Honestly, if ZERO out of 15 of your “close friends” came to your party, they don’t seem like great friends. Especially since it sounds like most of them didn’t even bother with an excuse. I am also an ambivert and I find one-on-one friendships so much easier to navigate. At one point I partied regularly with a group of about two dozen, but even when the group dynamic was to roll deep all together, I still ended up spending more time texting one person at a time or going to much smaller dinners and such. That group has mostly disbanded with only little clusters remaining close, but I feel much more comfortable that way and really enjoy the twosome or threesome dinners and such. You have to do what’s right for you. 

Post # 4
Member
17 posts
Newbee

I’ll be honest (and this might be harsh, but you seem to want honesty). The other girls in that group probably wanted you to leave and were glad when you did. Lots of friend groups from school end, just because people change and aren’t as compatible/close anymore. They probably were trying to slowly ease you out but didn’t want to be rude and outright tell you they didn’t want to hang out with you anymore.

 

And, again, more honesty, I think that letter you wrote is really weird and I cringed while reading it. If some old, kind of distant friend sent me that, I’d be so embarrased for her and glad things were over. It’s way too much Too Much Information, and even though you keep saying you don’t blame them, you’re clearly trying to call them out for not RSVPing (so petty) and not knowing about whatever you’ve been struggling with (after you chose not to tell them). It just strikes me as really awkward and overdramatic.

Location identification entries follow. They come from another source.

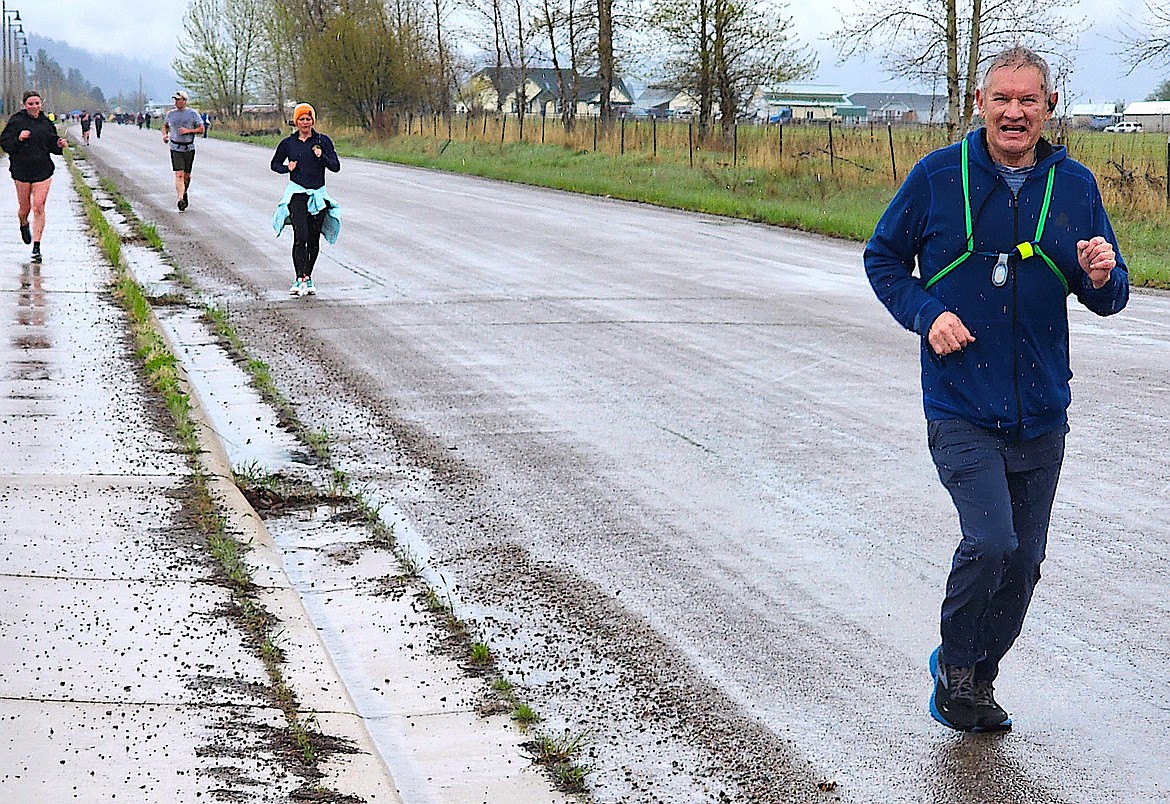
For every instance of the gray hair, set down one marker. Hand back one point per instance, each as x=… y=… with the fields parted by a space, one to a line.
x=1020 y=56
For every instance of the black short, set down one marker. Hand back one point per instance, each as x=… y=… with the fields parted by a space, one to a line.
x=183 y=160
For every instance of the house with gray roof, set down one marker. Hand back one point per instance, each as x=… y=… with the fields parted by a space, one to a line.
x=902 y=107
x=542 y=91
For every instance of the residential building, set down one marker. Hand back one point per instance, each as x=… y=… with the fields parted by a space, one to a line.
x=1093 y=115
x=800 y=102
x=542 y=93
x=901 y=108
x=1153 y=115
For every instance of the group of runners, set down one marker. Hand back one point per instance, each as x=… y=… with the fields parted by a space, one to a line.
x=31 y=139
x=954 y=259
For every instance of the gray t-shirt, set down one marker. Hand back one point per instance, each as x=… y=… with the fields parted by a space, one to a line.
x=176 y=119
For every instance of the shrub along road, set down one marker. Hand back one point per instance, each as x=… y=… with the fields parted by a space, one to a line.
x=674 y=467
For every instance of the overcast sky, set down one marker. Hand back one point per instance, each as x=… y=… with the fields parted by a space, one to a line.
x=150 y=28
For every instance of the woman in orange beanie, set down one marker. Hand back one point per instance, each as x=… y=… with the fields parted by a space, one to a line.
x=305 y=155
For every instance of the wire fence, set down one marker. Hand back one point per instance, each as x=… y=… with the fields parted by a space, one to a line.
x=1131 y=169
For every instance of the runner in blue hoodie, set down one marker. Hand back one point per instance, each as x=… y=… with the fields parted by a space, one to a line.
x=977 y=253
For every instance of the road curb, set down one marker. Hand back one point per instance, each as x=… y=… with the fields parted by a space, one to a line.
x=363 y=774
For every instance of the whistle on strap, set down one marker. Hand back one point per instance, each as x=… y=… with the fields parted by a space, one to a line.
x=999 y=273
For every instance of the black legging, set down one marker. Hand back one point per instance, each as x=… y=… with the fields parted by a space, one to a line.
x=305 y=234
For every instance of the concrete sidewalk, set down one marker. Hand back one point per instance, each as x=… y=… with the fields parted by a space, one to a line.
x=124 y=674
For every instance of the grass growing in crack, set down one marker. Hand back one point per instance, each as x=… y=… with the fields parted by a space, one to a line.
x=162 y=369
x=148 y=232
x=524 y=715
x=481 y=654
x=559 y=756
x=228 y=551
x=255 y=475
x=412 y=565
x=338 y=485
x=318 y=442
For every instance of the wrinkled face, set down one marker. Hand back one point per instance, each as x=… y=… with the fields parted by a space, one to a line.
x=1014 y=107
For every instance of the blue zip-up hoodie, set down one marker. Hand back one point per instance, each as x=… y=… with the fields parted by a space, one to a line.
x=1014 y=377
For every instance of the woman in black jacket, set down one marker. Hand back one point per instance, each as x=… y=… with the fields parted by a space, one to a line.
x=31 y=139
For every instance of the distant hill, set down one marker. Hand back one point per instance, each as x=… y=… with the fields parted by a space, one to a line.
x=116 y=75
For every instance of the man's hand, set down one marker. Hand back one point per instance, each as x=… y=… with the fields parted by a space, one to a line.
x=948 y=335
x=1096 y=259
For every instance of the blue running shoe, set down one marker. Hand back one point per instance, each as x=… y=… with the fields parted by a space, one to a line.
x=952 y=703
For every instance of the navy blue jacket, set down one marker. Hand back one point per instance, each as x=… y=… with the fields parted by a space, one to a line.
x=310 y=169
x=1014 y=377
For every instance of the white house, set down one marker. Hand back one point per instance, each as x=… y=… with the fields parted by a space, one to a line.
x=1153 y=115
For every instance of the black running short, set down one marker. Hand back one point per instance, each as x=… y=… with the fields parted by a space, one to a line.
x=183 y=160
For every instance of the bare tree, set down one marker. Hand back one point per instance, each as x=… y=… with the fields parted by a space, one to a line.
x=1150 y=43
x=563 y=26
x=723 y=50
x=605 y=62
x=923 y=39
x=754 y=47
x=369 y=60
x=220 y=50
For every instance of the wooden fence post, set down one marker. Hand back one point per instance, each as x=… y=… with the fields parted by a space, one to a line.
x=893 y=164
x=832 y=153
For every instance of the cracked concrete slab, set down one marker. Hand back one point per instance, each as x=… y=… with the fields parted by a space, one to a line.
x=124 y=673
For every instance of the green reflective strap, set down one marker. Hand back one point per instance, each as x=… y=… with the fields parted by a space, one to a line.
x=947 y=269
x=1044 y=210
x=1055 y=270
x=967 y=201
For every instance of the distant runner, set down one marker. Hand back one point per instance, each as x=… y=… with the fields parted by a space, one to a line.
x=179 y=129
x=305 y=203
x=31 y=139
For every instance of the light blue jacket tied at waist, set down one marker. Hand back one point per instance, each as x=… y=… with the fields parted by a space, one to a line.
x=318 y=200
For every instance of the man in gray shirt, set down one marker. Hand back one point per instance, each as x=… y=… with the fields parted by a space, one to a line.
x=179 y=129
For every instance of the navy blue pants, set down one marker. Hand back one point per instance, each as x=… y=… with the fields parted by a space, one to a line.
x=1003 y=492
x=305 y=235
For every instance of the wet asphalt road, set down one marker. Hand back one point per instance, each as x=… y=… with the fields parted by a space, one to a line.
x=675 y=467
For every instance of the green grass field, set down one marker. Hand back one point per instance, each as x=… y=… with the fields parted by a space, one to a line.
x=792 y=177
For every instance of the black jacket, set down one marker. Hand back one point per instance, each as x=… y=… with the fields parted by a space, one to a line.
x=29 y=160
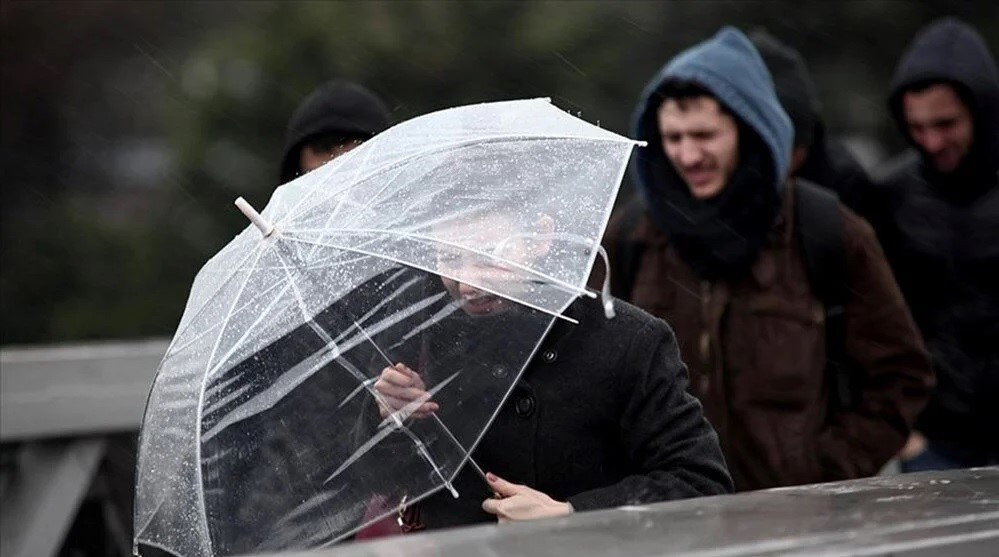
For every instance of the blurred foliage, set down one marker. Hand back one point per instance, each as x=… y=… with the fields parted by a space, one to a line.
x=93 y=251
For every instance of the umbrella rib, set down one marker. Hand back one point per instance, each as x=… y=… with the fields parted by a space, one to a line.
x=201 y=400
x=339 y=205
x=431 y=240
x=201 y=335
x=509 y=138
x=232 y=274
x=434 y=272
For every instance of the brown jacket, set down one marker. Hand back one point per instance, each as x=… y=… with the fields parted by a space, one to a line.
x=755 y=347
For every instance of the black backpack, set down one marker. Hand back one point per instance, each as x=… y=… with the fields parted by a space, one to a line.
x=819 y=225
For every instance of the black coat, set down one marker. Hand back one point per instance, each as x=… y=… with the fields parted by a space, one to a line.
x=940 y=233
x=601 y=418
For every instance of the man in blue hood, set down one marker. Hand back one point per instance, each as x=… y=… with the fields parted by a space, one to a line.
x=939 y=223
x=714 y=247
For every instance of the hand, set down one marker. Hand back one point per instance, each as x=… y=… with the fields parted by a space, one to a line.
x=915 y=445
x=399 y=386
x=519 y=502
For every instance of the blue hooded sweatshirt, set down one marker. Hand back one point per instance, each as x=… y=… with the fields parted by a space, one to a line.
x=722 y=235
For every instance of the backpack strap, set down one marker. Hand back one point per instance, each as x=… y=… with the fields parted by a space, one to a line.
x=819 y=224
x=626 y=257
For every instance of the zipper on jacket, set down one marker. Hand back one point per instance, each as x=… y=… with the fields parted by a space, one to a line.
x=704 y=343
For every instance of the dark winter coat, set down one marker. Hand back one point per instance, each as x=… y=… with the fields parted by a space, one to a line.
x=600 y=418
x=828 y=163
x=754 y=338
x=941 y=235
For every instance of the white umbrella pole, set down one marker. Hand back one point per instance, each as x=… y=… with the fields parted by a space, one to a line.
x=266 y=228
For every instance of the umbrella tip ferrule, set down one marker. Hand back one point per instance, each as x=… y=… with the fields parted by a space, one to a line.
x=265 y=227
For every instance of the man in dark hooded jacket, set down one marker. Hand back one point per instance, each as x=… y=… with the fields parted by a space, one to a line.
x=332 y=120
x=815 y=157
x=938 y=220
x=722 y=263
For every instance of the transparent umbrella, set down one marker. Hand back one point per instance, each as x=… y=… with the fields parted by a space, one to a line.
x=450 y=243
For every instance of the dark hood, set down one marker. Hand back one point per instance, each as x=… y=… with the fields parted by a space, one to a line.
x=794 y=85
x=951 y=51
x=337 y=107
x=721 y=236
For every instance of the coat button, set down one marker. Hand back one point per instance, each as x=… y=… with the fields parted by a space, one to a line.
x=525 y=406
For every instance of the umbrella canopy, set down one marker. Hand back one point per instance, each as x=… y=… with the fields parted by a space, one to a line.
x=449 y=243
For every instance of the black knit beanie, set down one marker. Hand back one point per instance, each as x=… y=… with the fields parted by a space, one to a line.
x=337 y=107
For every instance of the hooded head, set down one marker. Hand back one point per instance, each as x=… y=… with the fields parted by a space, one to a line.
x=947 y=71
x=720 y=235
x=336 y=114
x=795 y=89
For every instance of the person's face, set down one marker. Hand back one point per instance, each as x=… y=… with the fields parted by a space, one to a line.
x=496 y=235
x=701 y=142
x=311 y=158
x=940 y=124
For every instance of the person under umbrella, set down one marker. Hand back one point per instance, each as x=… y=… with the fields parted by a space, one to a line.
x=600 y=418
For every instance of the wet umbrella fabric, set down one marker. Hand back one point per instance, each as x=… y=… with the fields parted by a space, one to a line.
x=262 y=429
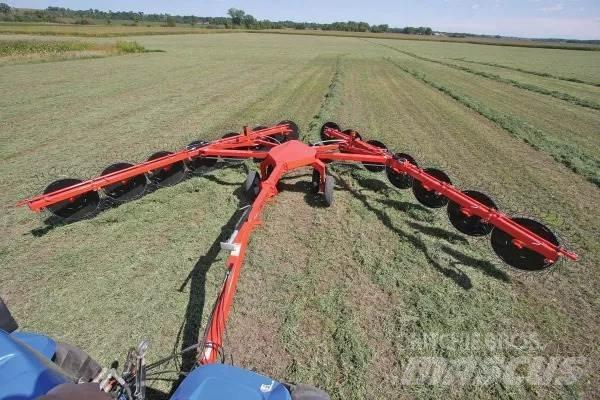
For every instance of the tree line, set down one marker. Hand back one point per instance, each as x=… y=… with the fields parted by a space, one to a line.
x=236 y=19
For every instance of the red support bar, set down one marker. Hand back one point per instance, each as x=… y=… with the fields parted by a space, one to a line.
x=213 y=340
x=220 y=148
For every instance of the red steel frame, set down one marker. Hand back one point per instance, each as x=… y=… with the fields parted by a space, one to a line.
x=277 y=160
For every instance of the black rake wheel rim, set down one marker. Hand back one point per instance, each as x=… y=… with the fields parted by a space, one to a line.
x=76 y=208
x=371 y=167
x=523 y=259
x=471 y=225
x=429 y=198
x=128 y=189
x=169 y=175
x=400 y=180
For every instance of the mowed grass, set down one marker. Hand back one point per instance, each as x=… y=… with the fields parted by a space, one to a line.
x=558 y=127
x=580 y=65
x=328 y=296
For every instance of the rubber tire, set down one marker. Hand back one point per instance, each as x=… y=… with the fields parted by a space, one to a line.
x=307 y=392
x=328 y=191
x=252 y=185
x=76 y=362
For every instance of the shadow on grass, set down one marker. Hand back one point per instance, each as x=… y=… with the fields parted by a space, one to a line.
x=452 y=271
x=487 y=267
x=438 y=233
x=189 y=332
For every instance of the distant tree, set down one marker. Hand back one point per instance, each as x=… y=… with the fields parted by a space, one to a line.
x=4 y=8
x=171 y=21
x=236 y=15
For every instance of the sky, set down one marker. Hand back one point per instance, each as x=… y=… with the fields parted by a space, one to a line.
x=573 y=19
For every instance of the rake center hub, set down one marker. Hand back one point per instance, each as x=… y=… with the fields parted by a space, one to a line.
x=293 y=153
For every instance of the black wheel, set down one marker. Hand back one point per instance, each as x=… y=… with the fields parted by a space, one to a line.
x=200 y=164
x=76 y=208
x=429 y=198
x=523 y=259
x=332 y=125
x=166 y=176
x=471 y=225
x=252 y=185
x=400 y=180
x=353 y=133
x=316 y=182
x=371 y=167
x=127 y=189
x=294 y=135
x=328 y=190
x=76 y=362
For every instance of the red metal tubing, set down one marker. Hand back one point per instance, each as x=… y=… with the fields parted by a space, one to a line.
x=216 y=326
x=356 y=149
x=219 y=148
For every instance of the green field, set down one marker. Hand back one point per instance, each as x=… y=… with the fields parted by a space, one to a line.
x=329 y=296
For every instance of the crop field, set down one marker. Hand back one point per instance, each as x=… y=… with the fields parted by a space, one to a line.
x=338 y=297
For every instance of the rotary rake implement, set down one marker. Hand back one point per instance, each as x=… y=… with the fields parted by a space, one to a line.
x=522 y=243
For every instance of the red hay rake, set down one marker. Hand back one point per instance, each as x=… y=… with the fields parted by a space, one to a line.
x=522 y=243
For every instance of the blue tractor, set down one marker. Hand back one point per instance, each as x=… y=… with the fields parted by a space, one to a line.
x=34 y=366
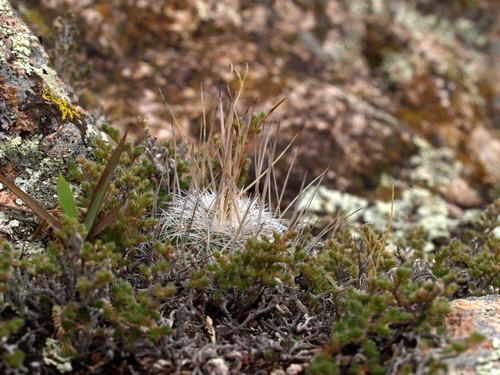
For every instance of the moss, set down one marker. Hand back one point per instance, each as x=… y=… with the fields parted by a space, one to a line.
x=127 y=290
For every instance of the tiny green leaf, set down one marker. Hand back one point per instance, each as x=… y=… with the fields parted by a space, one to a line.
x=66 y=198
x=102 y=184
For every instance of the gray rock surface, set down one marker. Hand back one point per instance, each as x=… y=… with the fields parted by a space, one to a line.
x=482 y=315
x=42 y=128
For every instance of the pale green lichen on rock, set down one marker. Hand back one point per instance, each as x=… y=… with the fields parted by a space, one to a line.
x=22 y=41
x=434 y=167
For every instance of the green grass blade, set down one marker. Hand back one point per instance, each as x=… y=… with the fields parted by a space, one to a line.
x=102 y=184
x=66 y=198
x=36 y=207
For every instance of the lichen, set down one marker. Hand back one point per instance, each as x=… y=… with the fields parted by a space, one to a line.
x=67 y=111
x=434 y=167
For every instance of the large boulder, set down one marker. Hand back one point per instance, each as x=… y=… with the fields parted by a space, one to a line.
x=42 y=128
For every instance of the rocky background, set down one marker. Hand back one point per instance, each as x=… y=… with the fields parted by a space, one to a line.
x=395 y=92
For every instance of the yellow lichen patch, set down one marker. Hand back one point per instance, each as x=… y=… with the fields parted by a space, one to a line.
x=66 y=109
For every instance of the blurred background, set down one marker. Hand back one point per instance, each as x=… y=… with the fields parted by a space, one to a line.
x=386 y=92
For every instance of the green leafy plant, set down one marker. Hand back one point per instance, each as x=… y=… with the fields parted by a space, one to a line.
x=67 y=199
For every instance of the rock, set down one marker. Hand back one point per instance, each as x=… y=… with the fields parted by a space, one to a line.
x=486 y=151
x=42 y=128
x=482 y=315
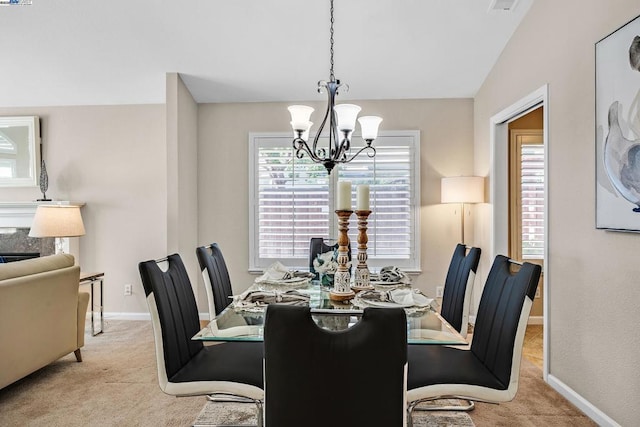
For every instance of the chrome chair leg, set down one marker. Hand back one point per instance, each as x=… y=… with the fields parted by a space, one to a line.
x=230 y=398
x=468 y=407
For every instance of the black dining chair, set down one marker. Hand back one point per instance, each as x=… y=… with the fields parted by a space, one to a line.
x=490 y=369
x=458 y=285
x=217 y=282
x=230 y=371
x=315 y=377
x=318 y=246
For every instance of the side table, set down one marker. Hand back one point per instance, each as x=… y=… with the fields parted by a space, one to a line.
x=92 y=279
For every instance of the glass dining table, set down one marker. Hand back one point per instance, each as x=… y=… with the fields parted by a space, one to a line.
x=241 y=323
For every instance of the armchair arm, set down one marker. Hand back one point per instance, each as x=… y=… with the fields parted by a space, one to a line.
x=83 y=303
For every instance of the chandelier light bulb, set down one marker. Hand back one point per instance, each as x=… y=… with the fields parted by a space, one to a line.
x=347 y=114
x=369 y=127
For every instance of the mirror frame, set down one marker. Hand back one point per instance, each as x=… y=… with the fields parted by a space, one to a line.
x=33 y=125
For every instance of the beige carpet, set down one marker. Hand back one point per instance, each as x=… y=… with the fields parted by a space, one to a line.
x=116 y=385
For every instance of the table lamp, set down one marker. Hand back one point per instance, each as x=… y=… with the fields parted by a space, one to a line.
x=462 y=189
x=59 y=221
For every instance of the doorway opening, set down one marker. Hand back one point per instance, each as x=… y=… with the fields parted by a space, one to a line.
x=512 y=233
x=526 y=213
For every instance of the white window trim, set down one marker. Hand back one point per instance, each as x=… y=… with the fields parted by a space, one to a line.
x=411 y=265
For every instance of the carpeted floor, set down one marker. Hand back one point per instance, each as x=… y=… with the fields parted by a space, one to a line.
x=116 y=385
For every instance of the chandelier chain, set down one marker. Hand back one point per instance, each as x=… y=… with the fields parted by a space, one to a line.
x=331 y=75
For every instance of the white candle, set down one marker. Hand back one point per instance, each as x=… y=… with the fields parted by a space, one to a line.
x=362 y=193
x=344 y=196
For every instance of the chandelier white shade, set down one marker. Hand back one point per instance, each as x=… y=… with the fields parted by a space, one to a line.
x=57 y=221
x=462 y=189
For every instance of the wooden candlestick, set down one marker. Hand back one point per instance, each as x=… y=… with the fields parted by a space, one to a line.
x=362 y=281
x=341 y=290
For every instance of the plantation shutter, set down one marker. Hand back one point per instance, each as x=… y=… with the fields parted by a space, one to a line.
x=390 y=178
x=532 y=196
x=293 y=200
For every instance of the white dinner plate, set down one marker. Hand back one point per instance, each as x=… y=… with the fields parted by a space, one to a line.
x=379 y=283
x=386 y=304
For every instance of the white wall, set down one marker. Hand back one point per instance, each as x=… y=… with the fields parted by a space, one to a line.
x=592 y=274
x=113 y=159
x=446 y=133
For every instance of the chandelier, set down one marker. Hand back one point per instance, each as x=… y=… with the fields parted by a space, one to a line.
x=342 y=122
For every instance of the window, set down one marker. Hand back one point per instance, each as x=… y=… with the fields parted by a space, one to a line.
x=527 y=194
x=292 y=200
x=532 y=187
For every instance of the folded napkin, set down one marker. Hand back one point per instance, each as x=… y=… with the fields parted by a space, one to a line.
x=262 y=298
x=410 y=298
x=393 y=274
x=277 y=273
x=397 y=297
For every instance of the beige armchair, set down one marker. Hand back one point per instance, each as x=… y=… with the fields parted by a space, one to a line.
x=42 y=314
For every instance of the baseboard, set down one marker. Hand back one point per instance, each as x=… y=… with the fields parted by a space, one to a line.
x=533 y=320
x=581 y=403
x=140 y=316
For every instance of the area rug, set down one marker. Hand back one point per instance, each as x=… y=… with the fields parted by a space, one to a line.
x=240 y=414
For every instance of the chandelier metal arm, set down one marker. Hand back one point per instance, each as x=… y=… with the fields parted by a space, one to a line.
x=371 y=154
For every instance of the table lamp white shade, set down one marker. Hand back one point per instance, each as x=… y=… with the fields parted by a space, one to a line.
x=462 y=189
x=57 y=221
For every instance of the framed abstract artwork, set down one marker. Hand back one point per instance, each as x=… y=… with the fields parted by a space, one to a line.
x=618 y=129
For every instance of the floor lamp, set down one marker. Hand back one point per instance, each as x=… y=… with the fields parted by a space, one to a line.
x=462 y=189
x=57 y=221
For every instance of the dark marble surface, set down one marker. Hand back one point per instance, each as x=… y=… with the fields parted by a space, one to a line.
x=18 y=241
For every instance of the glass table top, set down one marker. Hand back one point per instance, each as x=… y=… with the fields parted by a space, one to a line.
x=424 y=324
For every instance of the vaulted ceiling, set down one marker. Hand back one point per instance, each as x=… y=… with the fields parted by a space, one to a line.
x=89 y=52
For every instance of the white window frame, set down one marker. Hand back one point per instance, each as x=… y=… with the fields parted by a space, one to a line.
x=410 y=265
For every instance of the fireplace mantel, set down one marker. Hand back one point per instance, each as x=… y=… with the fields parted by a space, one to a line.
x=20 y=214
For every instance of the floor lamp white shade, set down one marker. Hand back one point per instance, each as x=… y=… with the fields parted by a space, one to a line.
x=57 y=221
x=462 y=189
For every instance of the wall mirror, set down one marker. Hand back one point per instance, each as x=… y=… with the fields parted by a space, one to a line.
x=19 y=151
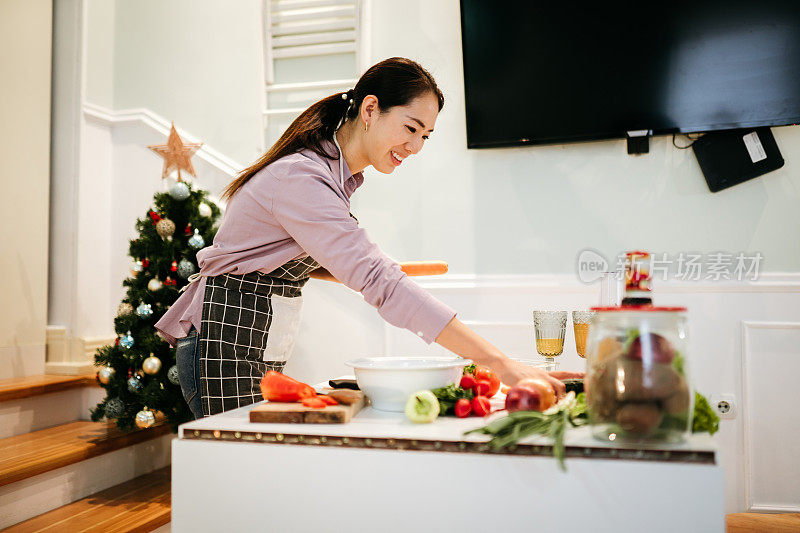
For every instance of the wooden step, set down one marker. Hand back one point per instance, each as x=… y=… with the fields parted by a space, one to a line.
x=141 y=504
x=40 y=451
x=762 y=523
x=16 y=388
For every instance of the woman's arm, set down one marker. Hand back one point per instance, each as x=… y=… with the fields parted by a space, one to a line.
x=459 y=339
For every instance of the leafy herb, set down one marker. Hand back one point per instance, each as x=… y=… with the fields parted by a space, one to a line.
x=552 y=423
x=705 y=419
x=448 y=396
x=678 y=362
x=631 y=335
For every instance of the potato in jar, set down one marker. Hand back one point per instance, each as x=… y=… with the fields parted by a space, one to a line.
x=640 y=419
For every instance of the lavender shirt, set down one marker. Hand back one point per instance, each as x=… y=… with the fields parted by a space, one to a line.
x=295 y=207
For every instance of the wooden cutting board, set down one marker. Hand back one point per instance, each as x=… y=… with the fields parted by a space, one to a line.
x=297 y=413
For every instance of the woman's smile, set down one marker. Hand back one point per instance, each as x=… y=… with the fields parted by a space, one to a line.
x=396 y=158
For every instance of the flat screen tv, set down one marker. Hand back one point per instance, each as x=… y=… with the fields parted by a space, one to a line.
x=553 y=72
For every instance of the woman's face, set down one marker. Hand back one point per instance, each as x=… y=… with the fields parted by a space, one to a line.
x=399 y=132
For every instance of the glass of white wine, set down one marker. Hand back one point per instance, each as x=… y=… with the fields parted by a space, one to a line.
x=549 y=328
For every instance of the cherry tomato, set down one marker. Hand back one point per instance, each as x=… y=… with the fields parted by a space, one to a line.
x=463 y=408
x=483 y=372
x=481 y=406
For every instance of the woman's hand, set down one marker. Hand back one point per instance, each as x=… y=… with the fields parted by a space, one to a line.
x=459 y=339
x=511 y=372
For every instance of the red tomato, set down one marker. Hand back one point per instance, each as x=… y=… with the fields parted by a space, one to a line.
x=483 y=372
x=481 y=406
x=463 y=408
x=467 y=382
x=482 y=387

Anyway, to answer your questions, please stop obessing over this. The friendship ran its course, it seems like it was a mutual decision all around. Go forth and make some new friends you’re more compatible with. At least now you know you’re better with small groups/one-on-one

Post # 8
Member
20 posts
Newbee

Quality is better than quantity when it comes to friends. I know that it’s tricky but try to move on, you will make new friends. ❤

Post # 9
Member
1572 posts
Bumble bee

claire16 :  I think that was a courageous message to write. I’m not in a ‘group’ either and not in contact with most of my friends from school. They were wonderful people to grow up with but I am nothing like the girl I was in school, I have nothing in common with them anymore. It’s natural to mOve on from school friendship groups. I have more one on one friendships too rather than a group who all hang out together. I too don’t like socialising in large groups, so I know exactly what you’re talking about. I’m happy with my one on one friendship dates. It was the right time to move on, and you’ll be happier for it.

Post # 12
Member
85 posts
Worker bee

claire16 :  I had some friends that always made me feel left out. I was invited to probably 1 out of 5 things they did and then during that 1 time they would mention all the other things they did during the other times and I just always had this feeling of, “Wait, when did they do that?” It hurt my feelings but I didn’t say anything. The friendship fizzled out after 8 years and I dived into my church community and found a thriving sisterhood of women that never make me feel that way and I love each of them so much. They are positive and uplifting and we are family. Sometimes there is pruning in your life and it’s ok to let it go.